After he had prayed the morning prayer he would sit in Invocation until the sun had risen, when he would pray two portions of the canonical prayer. Then he would fetch his books and go out to the students who studied under him and stay with them until later in the morning, when he would return to his house to eat a little food if he wasn’t fasting. Then he would pray the forenoon prayer and sleep a little. On rising from sleep he would perform the ritual ablution and then perform any task he had to do, otherwise he would sit in Invocation. When noon came he would open the mosque and call the people to prayer. After this, he would return to his house, perform the supererogatory prayers and invoke the Name of God until the time of the noon prayer, when he would go to the mosque and perform the prayer, omitting the supererogatory prayers. While performing the prayer he would sway dizzily because of the ecstasy he experienced in uttering the Word of God. When he had ended the prayer with the ritual greeting of Peace he would leave the mosque and complete the assigned supererogatory prayers for noon. Then he would take the Quran upon his knees and, following the letters with his fingers and his eyes, he would intone it carefully and with feeling until he had completed the five parts. When the time came for the late-afternoon prayer he would call to prayer, return to his house for the supererogatory prayers until the congregation had assembled, and then go and perform the prayer with them. He would then return to his house and sit in Invocation until the time of the sunset prayer, at which time he would call to the prayer and then perform it.

After that he would again return to his house. Sometime between the two night-prayers, as darkness began to fall, he would light the mosque lamps and call to prayer, after which he returned to his house to say the supererogatory prayers. When the congregation had assembled he went and performed the prayer with them. after the prayer he would close the mosque. On returning to his house he would take a look at his record for the day, examining all his words and actions and all that he knew the Angel had recorded against him, so that he might act accordingly. He would then retire to bed and sleep. When a portion of the night had passed he would rise, perform the major ablution if he had lain with his wife,! and retire to his place of prayer, where he would recite the Quran, deriving great joy from it, whether on the transcendental plane, the plane of Paradise, the rational or the legal plane, according as the verses themselves indicated. In this way he would continue till morning.

He received many spiritual sciences from God during these readings of the Quran which were not previously known to him. God Himself caused him to learn them from the Quran; for God has said, Fear God, for God it is Who teaches you.

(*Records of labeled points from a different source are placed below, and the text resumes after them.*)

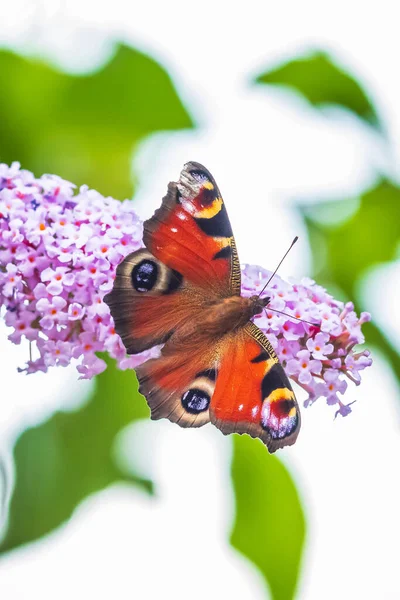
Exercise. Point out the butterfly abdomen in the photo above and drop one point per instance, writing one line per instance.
(214, 321)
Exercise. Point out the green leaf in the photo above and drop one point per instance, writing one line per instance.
(85, 128)
(270, 526)
(322, 82)
(344, 252)
(71, 455)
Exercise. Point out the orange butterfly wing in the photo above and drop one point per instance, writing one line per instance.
(252, 392)
(164, 293)
(190, 258)
(191, 233)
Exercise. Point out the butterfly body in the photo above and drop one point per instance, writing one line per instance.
(183, 290)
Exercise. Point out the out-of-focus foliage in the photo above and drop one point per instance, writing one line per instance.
(270, 527)
(370, 237)
(85, 128)
(70, 456)
(323, 83)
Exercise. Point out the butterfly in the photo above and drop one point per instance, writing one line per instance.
(182, 290)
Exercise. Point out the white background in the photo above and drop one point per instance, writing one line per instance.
(265, 149)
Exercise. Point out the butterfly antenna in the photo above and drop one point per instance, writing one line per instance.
(281, 261)
(291, 316)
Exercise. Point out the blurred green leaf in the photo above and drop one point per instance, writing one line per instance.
(344, 252)
(66, 458)
(270, 526)
(323, 82)
(85, 128)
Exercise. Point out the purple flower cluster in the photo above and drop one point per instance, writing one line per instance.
(317, 357)
(58, 254)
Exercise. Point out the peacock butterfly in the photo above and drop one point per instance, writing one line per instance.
(183, 290)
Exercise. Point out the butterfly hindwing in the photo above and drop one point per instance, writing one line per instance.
(253, 394)
(179, 386)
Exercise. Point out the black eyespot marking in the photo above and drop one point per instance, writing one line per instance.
(144, 275)
(209, 373)
(225, 252)
(261, 357)
(217, 226)
(199, 175)
(195, 401)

When dawn broke he would go out to open the mosque, call to prayer, and light the lamps in the mosque. On returning to his house, he would pray the dawn prayer and sit in Invocation. When the light grew stronger he would go out again to pray with the people. This was the way in which our Shaykh spent his days and nights. He would only use salt on his food twice a week, on Mondays and Fridays. Both his spiritual state and station were high and his gnosis considerable. It is only seldom one meets such a man. I introduced to him my companion Abdullah Badr al-Habashi, and he prayed behind him.

Then in al-Durrah al-Fakhirah, he says: I kept company with him for nearly seventeen years. When he prayed the midday prayer he would take the Quran and, placing it between his knees, would follow the letters with his finger and read it to himself until the time for the late-afternoon prayer. Thus he would continue the reading of the previous night. I asked him about it and he replied that he did this so that each of his members might acquire from his reading what was appropriate to it.